Herbrand Property, Finite Quasi-Herbrand Models, and a Chandra-Merlin Theorem for Quantified Conjunctive Queries

A structure enjoys the Herbrand property if, whenever it satisfies an equality between some terms, these terms are unifiable. On such structures the expressive power of equalities becomes trivial, as their semantic satisfiability is reduced to a purely syntactic check. In this work, we introduce the notion of Herbrand property and develop it in a finite model-theoretic perspective. We provide, indeed, a canonical realization of the new concept by what we call quasi-Herbrand models and observe that, in stark contrast with the naive implementation of the property via standard Herbrand models, their universe can be finite even in presence of functions in the vocabulary. We exploit this feature to decide and collapse the general and finite version of the satisfiability and entailment problems for previously unsettled fragments of first-order logic. We take advantage of the Herbrand property also to establish novel and tight complexity results for the aforementioned decision questions.

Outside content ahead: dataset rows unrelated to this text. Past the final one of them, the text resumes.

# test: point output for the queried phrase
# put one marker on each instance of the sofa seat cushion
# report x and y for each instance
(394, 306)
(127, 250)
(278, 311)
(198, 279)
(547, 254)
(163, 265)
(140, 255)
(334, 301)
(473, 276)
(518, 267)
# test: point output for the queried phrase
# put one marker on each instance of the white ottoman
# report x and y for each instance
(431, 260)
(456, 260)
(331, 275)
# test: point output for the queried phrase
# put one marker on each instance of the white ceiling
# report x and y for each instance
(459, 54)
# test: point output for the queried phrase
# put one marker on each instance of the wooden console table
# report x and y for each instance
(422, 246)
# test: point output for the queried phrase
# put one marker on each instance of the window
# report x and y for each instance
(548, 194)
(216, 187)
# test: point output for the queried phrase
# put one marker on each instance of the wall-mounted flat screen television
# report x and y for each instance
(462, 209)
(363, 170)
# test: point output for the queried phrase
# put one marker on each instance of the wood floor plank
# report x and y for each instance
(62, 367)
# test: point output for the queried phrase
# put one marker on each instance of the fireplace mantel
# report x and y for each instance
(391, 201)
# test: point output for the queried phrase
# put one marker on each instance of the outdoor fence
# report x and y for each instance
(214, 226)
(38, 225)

In particular, we show that the finite containment problem for quantified conjunctive queries is NPTIME-complete, tightening along two dimensions the known 3EXPTIME upper bound for the general version of the problem (Chen, Madelaine, and Martin, LICS'08). We finally present an alternative view on this result by generalizing to such queries the classic characterization of conjunctive query containment via polynomial-time verifiable homomorphisms (Chandra and Merlin, STOC'77).